CNN: Hey, Our Suspicious Shooting Audio with More Shots than a Battle in Fallujah Might Be Real!

Well, this is funny -- and a little too representative of today's so-called mainstream media.

So CNN was asking two guys who know nothing about the case to speculate about an unconfirmed alleged audio from an unidentified man.

The experts both expressed their strong doubts that the audio was real.

The CNN time-waster had a strong rebuttal, though.

After the first guest says it's most likely a hoax, and might just be a Howard Stern prankster, he allows, more out of politeness than conviction, "But it could be real."

And it could very easily be fake. No one knows, which is the point.

If you haven't heard the audio in question, it's here.
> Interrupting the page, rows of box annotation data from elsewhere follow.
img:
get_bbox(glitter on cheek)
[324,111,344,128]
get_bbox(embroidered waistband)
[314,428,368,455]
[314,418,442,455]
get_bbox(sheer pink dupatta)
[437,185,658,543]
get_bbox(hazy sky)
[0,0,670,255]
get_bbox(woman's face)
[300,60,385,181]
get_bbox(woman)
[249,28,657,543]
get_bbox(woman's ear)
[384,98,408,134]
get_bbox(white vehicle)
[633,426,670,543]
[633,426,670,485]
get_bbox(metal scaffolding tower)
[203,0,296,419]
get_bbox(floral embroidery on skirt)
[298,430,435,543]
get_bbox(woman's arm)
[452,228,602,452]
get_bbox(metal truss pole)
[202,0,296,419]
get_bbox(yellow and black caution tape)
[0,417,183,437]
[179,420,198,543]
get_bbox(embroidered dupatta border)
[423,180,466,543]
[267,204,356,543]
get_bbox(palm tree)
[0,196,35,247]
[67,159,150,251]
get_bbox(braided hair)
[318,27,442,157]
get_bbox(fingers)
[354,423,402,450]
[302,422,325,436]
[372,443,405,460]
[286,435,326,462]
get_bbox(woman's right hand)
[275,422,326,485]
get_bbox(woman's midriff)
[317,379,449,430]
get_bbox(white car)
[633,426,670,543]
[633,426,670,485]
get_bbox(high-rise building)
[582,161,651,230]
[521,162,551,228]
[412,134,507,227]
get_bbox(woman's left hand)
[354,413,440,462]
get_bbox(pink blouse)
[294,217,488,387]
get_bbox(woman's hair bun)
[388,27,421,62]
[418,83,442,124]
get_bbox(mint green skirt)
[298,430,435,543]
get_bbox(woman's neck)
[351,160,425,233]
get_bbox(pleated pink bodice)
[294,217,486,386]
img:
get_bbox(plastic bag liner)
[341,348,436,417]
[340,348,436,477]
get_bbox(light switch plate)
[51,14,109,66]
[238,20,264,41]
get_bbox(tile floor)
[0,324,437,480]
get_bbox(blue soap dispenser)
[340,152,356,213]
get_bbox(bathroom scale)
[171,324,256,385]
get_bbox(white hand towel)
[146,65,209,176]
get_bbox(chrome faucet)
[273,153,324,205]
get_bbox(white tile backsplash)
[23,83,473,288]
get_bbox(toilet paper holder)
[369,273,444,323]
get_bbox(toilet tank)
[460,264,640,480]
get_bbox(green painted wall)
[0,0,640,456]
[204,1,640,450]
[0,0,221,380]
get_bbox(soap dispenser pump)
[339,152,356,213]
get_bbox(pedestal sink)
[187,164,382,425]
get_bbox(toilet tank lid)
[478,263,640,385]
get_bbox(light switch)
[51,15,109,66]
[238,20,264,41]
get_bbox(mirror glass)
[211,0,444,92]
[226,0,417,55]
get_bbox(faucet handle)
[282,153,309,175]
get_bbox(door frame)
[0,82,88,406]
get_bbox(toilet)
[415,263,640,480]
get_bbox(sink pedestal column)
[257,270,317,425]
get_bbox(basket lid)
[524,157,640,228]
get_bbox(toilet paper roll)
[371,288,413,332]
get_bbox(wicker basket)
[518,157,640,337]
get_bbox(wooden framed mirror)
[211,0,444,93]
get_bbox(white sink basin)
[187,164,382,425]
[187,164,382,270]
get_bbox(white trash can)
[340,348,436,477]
And here.

The sound is suspect for several reasons.

  • The public doesn't know who recorded the audio.
  • No one on the recording reacts to the supposed gun shots.
  • There are at least ten audible "shots," more than any autopsy of Michael Brown has revealed (Officer Wilson may have missed some, but police will know from the number of shell casings at the scene, testimony, etc).
  • Did I mention that no one on the recording reacts to what we're to believe is ten gun shots just outside?
  • The shots are really loud, almost as loud as the voice, even though they're fired outside and at some distance.
  • And no one on the recording reacted to them.

Perhaps hearing a hail of gunfire is normal in that neighborhood when you're video sex chatting someone?
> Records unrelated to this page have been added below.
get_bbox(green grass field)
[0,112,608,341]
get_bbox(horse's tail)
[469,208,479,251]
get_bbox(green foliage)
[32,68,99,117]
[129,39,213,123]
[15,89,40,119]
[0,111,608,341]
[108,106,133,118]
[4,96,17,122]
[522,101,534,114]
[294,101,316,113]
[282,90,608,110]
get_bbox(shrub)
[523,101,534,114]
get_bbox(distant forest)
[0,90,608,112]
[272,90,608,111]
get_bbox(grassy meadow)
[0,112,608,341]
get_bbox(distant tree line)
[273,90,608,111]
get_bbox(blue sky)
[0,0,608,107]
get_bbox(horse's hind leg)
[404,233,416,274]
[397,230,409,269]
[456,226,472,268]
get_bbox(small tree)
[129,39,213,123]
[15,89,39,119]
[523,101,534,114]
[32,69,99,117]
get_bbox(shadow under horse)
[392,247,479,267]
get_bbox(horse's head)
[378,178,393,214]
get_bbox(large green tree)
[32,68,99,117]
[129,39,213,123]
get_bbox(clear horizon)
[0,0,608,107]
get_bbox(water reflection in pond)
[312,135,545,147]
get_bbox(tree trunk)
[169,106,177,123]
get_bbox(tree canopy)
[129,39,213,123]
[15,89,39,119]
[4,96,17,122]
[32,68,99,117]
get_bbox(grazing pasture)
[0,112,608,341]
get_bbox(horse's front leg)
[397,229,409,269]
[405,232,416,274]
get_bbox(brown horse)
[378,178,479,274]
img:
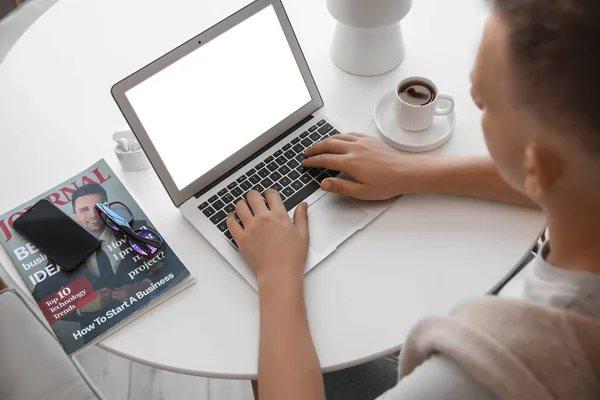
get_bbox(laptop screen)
[125,6,311,190]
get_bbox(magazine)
[0,160,193,355]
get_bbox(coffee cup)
[394,76,454,131]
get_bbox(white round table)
[0,0,544,379]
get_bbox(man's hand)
[302,133,426,200]
[79,288,112,313]
[227,189,308,281]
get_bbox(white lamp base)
[331,22,404,76]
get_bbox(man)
[71,183,149,313]
[228,0,600,400]
[32,183,152,343]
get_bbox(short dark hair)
[71,183,108,212]
[494,0,600,155]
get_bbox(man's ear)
[525,141,563,204]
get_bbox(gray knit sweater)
[382,246,600,400]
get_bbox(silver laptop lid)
[112,0,323,206]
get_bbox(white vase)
[327,0,412,76]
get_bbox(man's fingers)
[332,133,358,142]
[264,189,287,214]
[294,203,308,238]
[348,132,368,137]
[304,136,348,157]
[302,154,347,172]
[227,213,244,238]
[246,190,268,215]
[321,178,367,200]
[235,199,253,226]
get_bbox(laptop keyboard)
[198,119,340,249]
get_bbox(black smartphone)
[13,199,100,271]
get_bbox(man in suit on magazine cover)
[32,183,178,343]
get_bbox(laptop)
[112,0,389,289]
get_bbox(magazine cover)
[0,160,191,355]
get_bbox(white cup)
[113,127,150,171]
[394,76,454,131]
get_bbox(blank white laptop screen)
[125,6,311,190]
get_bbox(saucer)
[373,92,456,153]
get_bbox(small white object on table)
[327,0,412,76]
[0,0,544,379]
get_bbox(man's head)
[472,0,600,205]
[71,183,108,237]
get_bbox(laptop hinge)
[194,115,314,198]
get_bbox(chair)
[0,0,58,62]
[0,276,105,400]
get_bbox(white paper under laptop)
[113,0,389,288]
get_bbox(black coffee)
[398,81,435,106]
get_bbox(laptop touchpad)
[308,193,367,253]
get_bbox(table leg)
[250,381,258,400]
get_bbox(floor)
[0,0,13,19]
[76,346,254,400]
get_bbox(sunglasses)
[95,201,163,258]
It's all too easy to doctor a recording. Someone with minimal know-how can get a free audio editor here, and free gunshot sound effects here. Upfront cost: $0.

We know that whoever made the recording is capable of recording their video sex chat sessions.

Downloading and dropping the gun shot sound effect into a timeline of saying "You're so pretty!" is trivial. It takes seconds.

I'm not saying that that's what happened here. We don't know. That's the point.

But it could be real! That's the new standard at CNN.

I suppose it's progress, of a sort. At least CNN didn't falsify evidence as both ABC and NBC did in the Trayvon Martin case.